Hydrolyse alcaline: quand le défunt choisit de disparaître dans l’eau

Nettement plus écologique que la crémation, l’hydrolyse alcaline sera prochainement testée en Flandre. Techniquement, le procédé est au point. Reste la question de son acceptation.
Pratiquée depuis des temps immémoriaux, l’incinération des défunts était considérée par Charlemagne comme un rite païen incompatible avec la christianisation en cours de son royaume. Un millénaire durant, l’inhumation sera donc la règle jusqu’au moment où, en 1931, un héros de la Grande Guerre bien oublié aujourd’hui, le général Louis Bernheim, demande à être incinéré. La législation belge ne le prévoyant pas, son vœu sera exaucé à Paris.
Dans la foulée, laïques et catholiques s’affrontent durement. La crémation n’est finalement autorisée qu’avec une seule voix de majorité au Sénat. La première incinération du pays intervient à Uccle en 1933. Trente ans plus tard, l’Église catholique supprime l’interdiction d’obsèques religieuses pour les personnes qui ont choisi la crémation.
Cet assouplissement transforme au fil des ans ce qui était au départ un choix personnel – et souvent philosophique – en fait de société. Près de huit personnes sur dix (78%) se font aujourd’hui incinérer en Flandre (contre 56% à Bruxelles et 54% en Wallonie) et bientôt elles pourront choisir entre l’eau et le feu.
Écologique et économique
La Flandre vient en effet de démarrer un projet-pilote d’aquamation, en réalité une hydrolyse alcaline, considérée comme plus écologique dans la mesure où, en l’absence de feu, il n’y a pas d’émission de CO2. Ne nécessitant pas de cercueil, le procédé est en outre plus économique.

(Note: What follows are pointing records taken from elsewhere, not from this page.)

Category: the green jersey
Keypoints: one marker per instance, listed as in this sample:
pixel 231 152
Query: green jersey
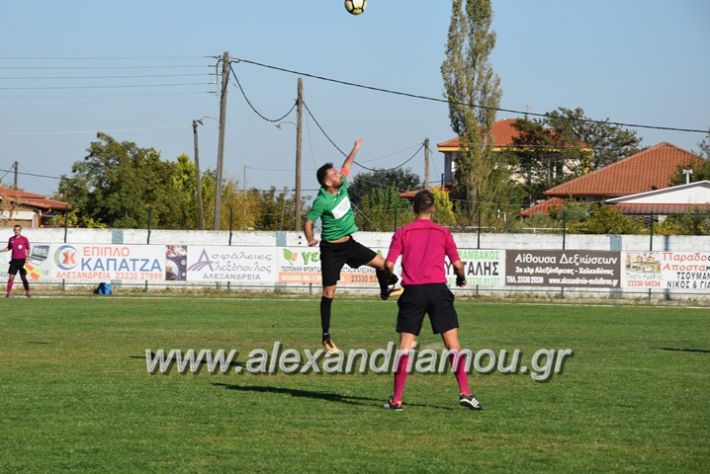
pixel 335 213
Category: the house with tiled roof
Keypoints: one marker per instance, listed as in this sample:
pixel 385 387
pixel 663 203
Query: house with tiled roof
pixel 642 172
pixel 27 209
pixel 681 199
pixel 503 135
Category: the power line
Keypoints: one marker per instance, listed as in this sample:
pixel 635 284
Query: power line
pixel 141 76
pixel 31 174
pixel 325 134
pixel 124 86
pixel 79 132
pixel 94 58
pixel 102 95
pixel 395 167
pixel 70 68
pixel 239 85
pixel 308 110
pixel 445 101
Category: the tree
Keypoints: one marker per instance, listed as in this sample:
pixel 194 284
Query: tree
pixel 383 210
pixel 705 146
pixel 444 214
pixel 540 157
pixel 607 220
pixel 609 143
pixel 400 179
pixel 118 184
pixel 473 91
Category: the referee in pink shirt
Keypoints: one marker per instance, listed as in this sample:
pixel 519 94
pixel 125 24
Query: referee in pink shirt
pixel 423 245
pixel 20 247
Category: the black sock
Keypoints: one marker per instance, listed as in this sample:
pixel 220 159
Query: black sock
pixel 325 304
pixel 382 279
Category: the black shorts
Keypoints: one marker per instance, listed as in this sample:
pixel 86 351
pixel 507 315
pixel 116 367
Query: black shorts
pixel 17 265
pixel 334 256
pixel 434 299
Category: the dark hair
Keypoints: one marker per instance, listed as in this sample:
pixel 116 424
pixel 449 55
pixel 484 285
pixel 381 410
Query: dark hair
pixel 323 172
pixel 423 201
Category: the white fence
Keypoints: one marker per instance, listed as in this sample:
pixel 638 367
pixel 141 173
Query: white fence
pixel 589 265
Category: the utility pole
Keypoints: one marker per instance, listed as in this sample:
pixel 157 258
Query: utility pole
pixel 198 178
pixel 299 140
pixel 426 163
pixel 220 148
pixel 687 172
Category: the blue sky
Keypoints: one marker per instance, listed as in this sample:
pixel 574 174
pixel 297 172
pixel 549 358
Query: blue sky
pixel 634 61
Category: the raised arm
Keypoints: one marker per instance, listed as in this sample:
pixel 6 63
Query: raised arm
pixel 308 230
pixel 347 164
pixel 460 272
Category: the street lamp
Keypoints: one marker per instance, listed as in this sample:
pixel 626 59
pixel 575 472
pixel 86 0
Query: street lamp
pixel 687 172
pixel 198 178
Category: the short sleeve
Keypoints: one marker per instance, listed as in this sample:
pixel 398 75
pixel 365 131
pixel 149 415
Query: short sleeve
pixel 451 250
pixel 316 211
pixel 395 249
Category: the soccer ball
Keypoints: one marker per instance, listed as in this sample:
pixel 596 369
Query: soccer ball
pixel 355 7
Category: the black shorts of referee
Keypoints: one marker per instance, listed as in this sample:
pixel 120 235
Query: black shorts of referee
pixel 434 299
pixel 334 255
pixel 17 264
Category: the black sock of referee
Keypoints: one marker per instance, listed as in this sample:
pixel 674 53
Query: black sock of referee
pixel 325 304
pixel 382 280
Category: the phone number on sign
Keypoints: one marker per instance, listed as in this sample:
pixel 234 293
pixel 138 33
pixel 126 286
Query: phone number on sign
pixel 523 279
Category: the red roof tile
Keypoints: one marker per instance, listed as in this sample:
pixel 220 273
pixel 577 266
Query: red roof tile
pixel 659 208
pixel 31 199
pixel 503 132
pixel 411 194
pixel 543 207
pixel 644 171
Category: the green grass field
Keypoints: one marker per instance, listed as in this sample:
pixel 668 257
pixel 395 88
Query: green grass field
pixel 76 395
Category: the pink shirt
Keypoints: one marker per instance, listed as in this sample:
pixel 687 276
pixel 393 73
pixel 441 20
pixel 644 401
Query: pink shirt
pixel 20 246
pixel 423 246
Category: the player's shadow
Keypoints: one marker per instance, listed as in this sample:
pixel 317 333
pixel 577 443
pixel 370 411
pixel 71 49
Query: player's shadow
pixel 327 396
pixel 685 349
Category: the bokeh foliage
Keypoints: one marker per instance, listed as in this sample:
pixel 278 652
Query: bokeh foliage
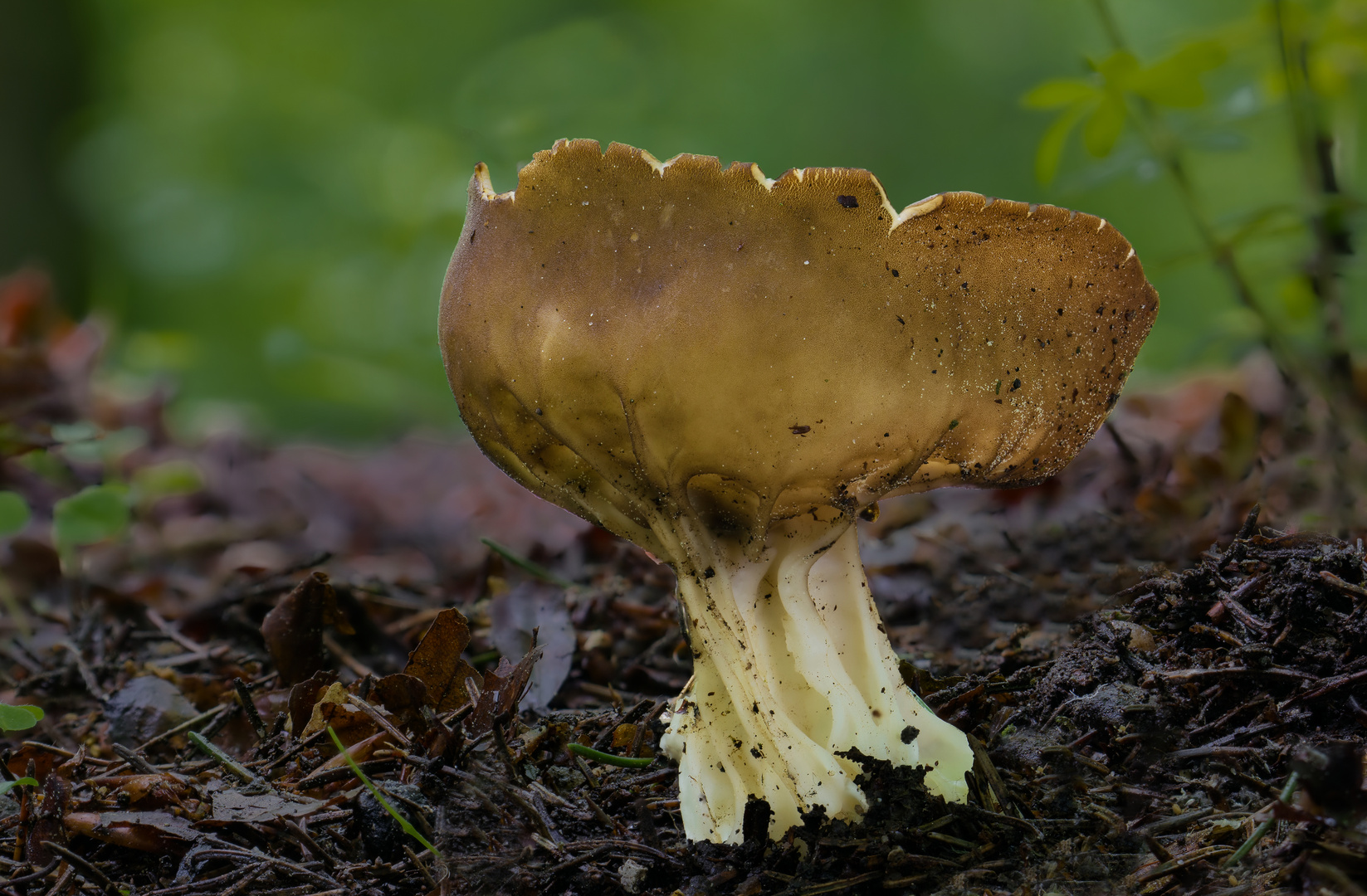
pixel 275 189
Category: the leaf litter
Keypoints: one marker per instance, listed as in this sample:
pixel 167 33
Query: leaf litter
pixel 1165 693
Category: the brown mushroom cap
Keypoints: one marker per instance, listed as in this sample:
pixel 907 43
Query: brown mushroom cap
pixel 625 336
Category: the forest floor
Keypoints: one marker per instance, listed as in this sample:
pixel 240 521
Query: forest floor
pixel 1168 694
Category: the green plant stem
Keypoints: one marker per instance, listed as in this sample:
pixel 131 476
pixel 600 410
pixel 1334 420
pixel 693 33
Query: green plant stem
pixel 375 791
pixel 522 563
pixel 1326 219
pixel 1288 791
pixel 608 758
pixel 232 765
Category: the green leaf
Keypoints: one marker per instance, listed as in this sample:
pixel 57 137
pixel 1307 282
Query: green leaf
pixel 1054 95
pixel 23 782
pixel 81 431
pixel 1176 80
pixel 19 718
pixel 1119 69
pixel 1052 145
pixel 1103 126
pixel 93 514
pixel 163 480
pixel 14 514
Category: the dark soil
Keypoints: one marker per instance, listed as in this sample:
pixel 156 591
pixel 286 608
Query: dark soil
pixel 1153 679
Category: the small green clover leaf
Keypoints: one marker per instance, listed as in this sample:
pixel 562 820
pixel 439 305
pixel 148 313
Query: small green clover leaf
pixel 1102 103
pixel 93 514
pixel 14 514
pixel 19 718
pixel 164 480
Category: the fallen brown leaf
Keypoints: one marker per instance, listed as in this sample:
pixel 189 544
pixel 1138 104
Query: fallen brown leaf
pixel 437 661
pixel 293 630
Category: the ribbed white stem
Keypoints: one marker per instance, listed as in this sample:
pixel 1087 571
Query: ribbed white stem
pixel 790 665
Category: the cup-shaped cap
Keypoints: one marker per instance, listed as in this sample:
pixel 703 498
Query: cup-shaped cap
pixel 627 336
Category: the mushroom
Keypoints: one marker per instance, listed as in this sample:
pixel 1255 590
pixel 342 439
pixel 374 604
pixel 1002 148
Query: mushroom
pixel 728 369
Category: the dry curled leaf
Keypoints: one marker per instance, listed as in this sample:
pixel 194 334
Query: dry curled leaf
pixel 502 691
pixel 333 709
pixel 304 695
pixel 437 661
pixel 144 830
pixel 403 695
pixel 293 630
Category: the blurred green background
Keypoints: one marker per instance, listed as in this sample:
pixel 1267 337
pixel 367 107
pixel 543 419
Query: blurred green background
pixel 261 197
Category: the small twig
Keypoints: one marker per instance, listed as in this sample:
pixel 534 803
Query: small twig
pixel 417 861
pixel 379 718
pixel 1179 864
pixel 36 876
pixel 1261 830
pixel 1332 684
pixel 173 634
pixel 86 870
pixel 310 843
pixel 139 764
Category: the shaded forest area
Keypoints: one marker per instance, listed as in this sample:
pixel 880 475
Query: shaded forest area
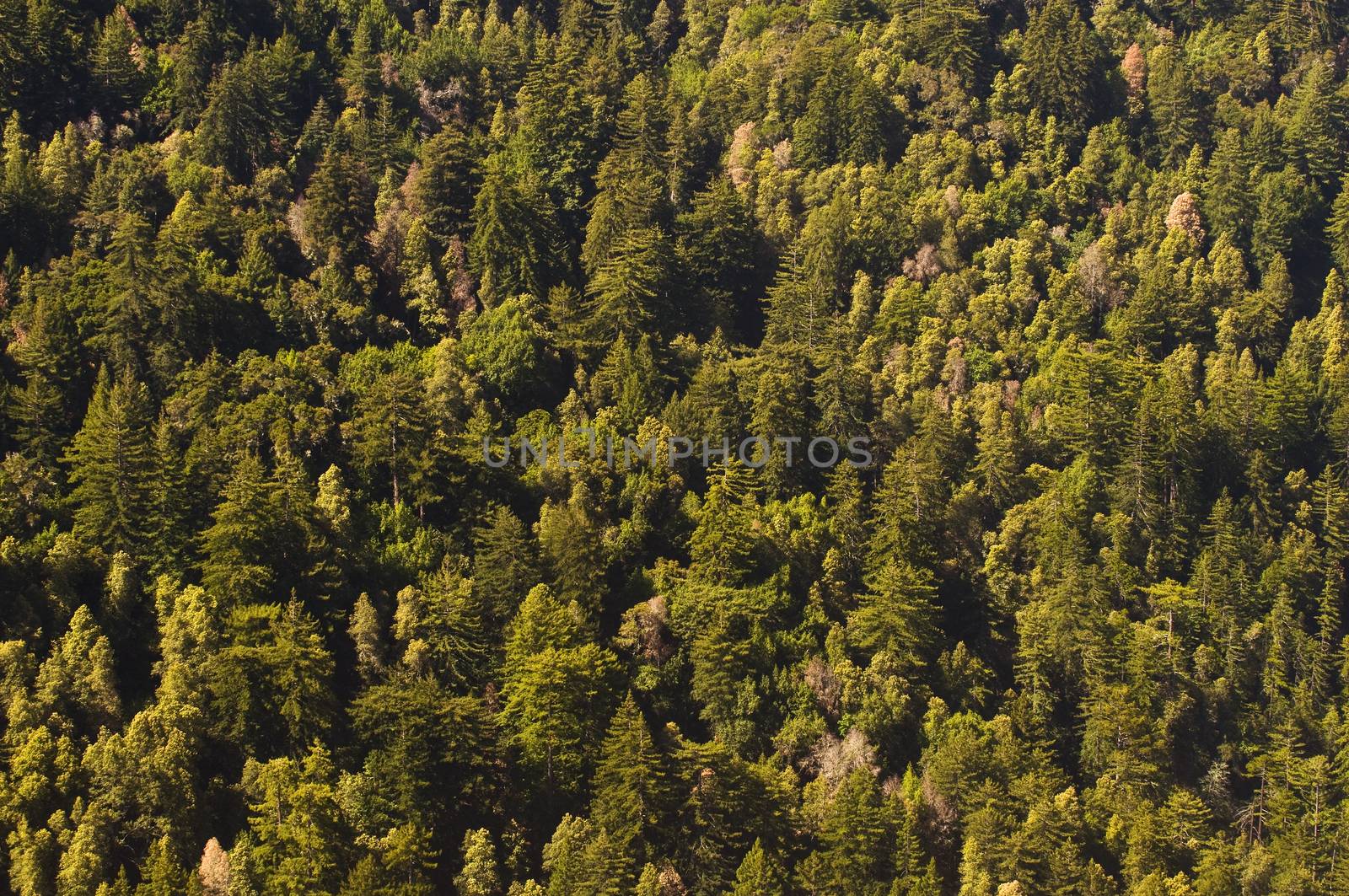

Les vêtements ne se dissolvant pas aussi facilement que les tissus biologiques, la dépouille sera toutefois, par décence, enveloppée dans un linceul, puis plongée dans un mélange composé de 95% d’eau et de 5% d’alcalis, généralement de l’hydroxyde de potassium. Il en résulte une réaction chimique fortement exothermique qui ne laisse après quelques heures que des os et des effluents pouvant être traités comme des eaux usées ordinaires. Devenus extrêmement poreux, les premiers ont perdu 97% de leur poids initial et peuvent dès lors être aisément réduits en poudre.
Autorisé en Australie, au Canada ainsi que dans certains États américains, ce procédé s’apprête à franchir l’Atlantique.
Autorisé en Australie, au Canada ainsi que dans certains États américains, ce procédé, depuis longtemps appliqué aux carcasses d’animaux, s’apprête à franchir l’Atlantique. En effet, la Flandre vient de charger deux sociétés de crematorium publiques (Portes et Westlede) de monter ensemble, à Wilrijk, une installation-pilote dont le fonctionnement sera monitoré par les universités de Louvain et d’Anvers. La première en étudiera l’aspect médical avec, notamment, la mise à disposition de trois corps expressément légués à la science. La seconde s’intéressera à la composition des effluents afin d’en déterminer l’impact sur l’environnement avec, dans leur sillage, une question non encore résolue à ce jour : quelle destination leur donner ? Les traiter comme des eaux normales et voir, même dissous, le “corps” d’un être cher filer à l’égout peut-être difficilement accepté. Être utilisé comme engrais ou canalisé vers des “étangs de mémoire” serait déjà, socialement, plus acceptable.
Un débat de société prévu pour l’automne devrait trancher la question.